This is the multi-page printable view of this section. Click here to print.

Return to the regular view of this page.

Network Chaos NG Scenario

This scenario introduce a new infrastructure to refactor and port the current implementation of the network chaos plugins, it also introduces a new scenario for node ip traffic filtering

1 - Network Chaos API

AbstractNetworkChaosModule abstract module class

All the plugins must implement the AbstractNetworkChaosModule abstract class in order to be instantiated and ran by the Netwok Chaos NG plugin. This abstract class implements two main abstract methods:

  • run(self, target: str, kubecli: KrknTelemetryOpenshift, error_queue: queue.Queue = None) is the entrypoint for each Network Chaos module.

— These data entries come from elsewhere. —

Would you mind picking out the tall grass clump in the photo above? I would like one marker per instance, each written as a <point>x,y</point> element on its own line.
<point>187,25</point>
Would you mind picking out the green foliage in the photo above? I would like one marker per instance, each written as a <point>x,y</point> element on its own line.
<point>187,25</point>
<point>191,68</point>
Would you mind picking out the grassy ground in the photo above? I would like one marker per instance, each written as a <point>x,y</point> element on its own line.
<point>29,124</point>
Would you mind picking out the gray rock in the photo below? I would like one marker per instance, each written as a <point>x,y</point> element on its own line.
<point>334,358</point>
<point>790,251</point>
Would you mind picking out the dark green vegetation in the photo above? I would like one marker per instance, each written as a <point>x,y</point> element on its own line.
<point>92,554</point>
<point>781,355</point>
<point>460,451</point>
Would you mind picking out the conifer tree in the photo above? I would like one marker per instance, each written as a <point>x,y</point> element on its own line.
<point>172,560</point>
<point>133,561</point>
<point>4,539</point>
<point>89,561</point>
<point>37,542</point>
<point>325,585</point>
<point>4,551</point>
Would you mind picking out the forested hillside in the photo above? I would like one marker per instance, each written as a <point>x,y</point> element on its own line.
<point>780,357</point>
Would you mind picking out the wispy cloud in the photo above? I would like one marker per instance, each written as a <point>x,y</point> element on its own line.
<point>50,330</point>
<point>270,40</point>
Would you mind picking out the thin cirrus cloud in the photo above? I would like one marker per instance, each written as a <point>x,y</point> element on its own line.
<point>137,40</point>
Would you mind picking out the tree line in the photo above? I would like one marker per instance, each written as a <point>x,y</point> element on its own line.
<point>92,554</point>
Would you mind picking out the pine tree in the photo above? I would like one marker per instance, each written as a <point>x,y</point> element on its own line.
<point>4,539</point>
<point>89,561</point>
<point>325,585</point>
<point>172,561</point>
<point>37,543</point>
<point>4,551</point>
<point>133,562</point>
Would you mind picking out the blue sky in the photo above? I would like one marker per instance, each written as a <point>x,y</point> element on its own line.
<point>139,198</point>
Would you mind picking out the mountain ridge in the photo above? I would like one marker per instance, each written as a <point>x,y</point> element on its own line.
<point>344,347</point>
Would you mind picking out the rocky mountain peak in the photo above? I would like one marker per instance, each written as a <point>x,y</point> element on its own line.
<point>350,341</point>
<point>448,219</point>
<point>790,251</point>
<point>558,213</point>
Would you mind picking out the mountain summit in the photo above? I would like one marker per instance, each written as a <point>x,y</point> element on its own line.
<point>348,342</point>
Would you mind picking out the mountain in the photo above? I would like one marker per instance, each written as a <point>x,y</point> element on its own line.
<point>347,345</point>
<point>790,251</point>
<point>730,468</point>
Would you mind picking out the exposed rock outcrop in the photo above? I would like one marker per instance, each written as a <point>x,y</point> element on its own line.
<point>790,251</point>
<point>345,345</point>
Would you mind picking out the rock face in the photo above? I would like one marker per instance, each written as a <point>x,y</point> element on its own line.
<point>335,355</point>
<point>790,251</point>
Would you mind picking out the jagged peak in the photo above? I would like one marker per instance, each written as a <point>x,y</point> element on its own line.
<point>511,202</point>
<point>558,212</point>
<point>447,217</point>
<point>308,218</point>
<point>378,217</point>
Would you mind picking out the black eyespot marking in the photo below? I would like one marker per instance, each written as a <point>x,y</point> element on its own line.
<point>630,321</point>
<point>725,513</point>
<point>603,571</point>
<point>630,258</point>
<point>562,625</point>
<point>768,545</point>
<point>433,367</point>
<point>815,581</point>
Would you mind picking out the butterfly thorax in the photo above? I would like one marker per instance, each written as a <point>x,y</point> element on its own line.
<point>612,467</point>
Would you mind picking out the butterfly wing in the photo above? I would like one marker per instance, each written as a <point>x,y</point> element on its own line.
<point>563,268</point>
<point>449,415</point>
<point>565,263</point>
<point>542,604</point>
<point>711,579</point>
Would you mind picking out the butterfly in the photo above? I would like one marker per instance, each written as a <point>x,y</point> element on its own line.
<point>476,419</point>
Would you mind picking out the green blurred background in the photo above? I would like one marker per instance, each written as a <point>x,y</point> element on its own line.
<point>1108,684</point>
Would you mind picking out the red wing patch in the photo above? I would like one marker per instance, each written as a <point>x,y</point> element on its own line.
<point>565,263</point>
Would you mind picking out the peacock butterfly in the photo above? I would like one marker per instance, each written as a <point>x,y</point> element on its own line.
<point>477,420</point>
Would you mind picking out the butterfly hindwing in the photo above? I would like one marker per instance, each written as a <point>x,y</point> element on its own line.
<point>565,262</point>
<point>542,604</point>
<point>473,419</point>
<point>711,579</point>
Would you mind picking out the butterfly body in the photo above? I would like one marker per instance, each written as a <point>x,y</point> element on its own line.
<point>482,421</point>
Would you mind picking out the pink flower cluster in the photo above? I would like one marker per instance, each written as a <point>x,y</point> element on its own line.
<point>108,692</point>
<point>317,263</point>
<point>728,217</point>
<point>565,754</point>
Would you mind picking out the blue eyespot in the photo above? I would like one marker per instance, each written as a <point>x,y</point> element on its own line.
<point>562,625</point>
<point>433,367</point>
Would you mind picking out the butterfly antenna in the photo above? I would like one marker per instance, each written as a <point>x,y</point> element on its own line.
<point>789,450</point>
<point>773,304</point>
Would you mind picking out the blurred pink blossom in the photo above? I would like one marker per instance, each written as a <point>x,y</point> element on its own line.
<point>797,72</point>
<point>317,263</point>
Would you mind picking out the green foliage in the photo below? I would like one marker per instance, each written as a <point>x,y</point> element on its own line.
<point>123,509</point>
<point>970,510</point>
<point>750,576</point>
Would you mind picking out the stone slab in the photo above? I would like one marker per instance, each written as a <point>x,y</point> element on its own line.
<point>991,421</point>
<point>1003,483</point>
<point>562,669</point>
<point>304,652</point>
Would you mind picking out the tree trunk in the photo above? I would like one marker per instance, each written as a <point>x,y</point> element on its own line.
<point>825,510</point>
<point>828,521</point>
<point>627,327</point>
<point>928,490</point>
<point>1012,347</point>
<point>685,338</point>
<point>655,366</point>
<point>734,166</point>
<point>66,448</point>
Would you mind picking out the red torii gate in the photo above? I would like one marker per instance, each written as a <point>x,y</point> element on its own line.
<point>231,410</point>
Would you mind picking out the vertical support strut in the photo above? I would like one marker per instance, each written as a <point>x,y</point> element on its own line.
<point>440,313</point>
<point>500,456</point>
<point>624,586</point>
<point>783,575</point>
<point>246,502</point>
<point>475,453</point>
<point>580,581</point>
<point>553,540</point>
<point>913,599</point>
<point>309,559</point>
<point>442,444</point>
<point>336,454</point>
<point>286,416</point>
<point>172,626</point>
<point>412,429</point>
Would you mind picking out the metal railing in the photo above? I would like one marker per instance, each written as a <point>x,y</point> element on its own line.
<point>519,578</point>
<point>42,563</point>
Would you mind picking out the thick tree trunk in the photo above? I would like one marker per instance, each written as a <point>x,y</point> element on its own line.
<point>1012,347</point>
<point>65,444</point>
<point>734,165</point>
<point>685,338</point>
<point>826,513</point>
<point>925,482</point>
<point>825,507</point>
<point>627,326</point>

If the module is configured to be run in parallel error_queue must not be None
    • target: param is the name of the resource (Pod, Node etc.) that will be targeted by the scenario
    • kubecli: the KrknTelemetryOpenshift needed by the scenario to access to the krkn-lib methods
    • error_queue: a queue that will be used by the plugin to push the errors raised during the execution of parallel modules
  • get_config(self) -> (NetworkChaosScenarioType, BaseNetworkChaosConfig) returns the common subset of settings shared by all the scenarios BaseNetworkChaosConfig and the type of Network Chaos Scenario that is running (Pod Scenario or Node Scenario)

BaseNetworkChaosConfig base module configuration

Is the base class that contains the common parameters shared by all the Network Chaos NG modules.

  • id is the string name of the Network Chaos NG module
  • wait_duration if there is more than one network module config in the same config file, the plugin will wait wait_duration seconds before running the following one
  • test_duration the duration in seconds of the scenario
  • label_selector the selector used to target the resource
  • instance_count if greater than 0 picks instance_count elements from the targets selected by the filters randomly
  • execution if more than one target are selected by the selector the scenario can target the resources both in serial or parallel.
  • namespace the namespace were the scenario workloads will be deployed

2 - Node Network Filter

Overview

Creates iptables rules on one or more nodes to block incoming and outgoing traffic on a port in the node network interface. Can be used to block network based services connected to the node or to block inter-node communication.

Configuration

- id: node_network_filter
  wait_duration: 300
  test_duration: 100
  label_selector: "kubernetes.io/hostname=ip-10-0-39-182.us-east-2.compute.internal"
  instance_count: 1
  execution: parallel
  namespace: 'default'
  # scenario specific settings
  ingress: false
  egress: true
  target: node
  interfaces: []
  ports:
    - 2049

for the common module settings please refer to the documentation.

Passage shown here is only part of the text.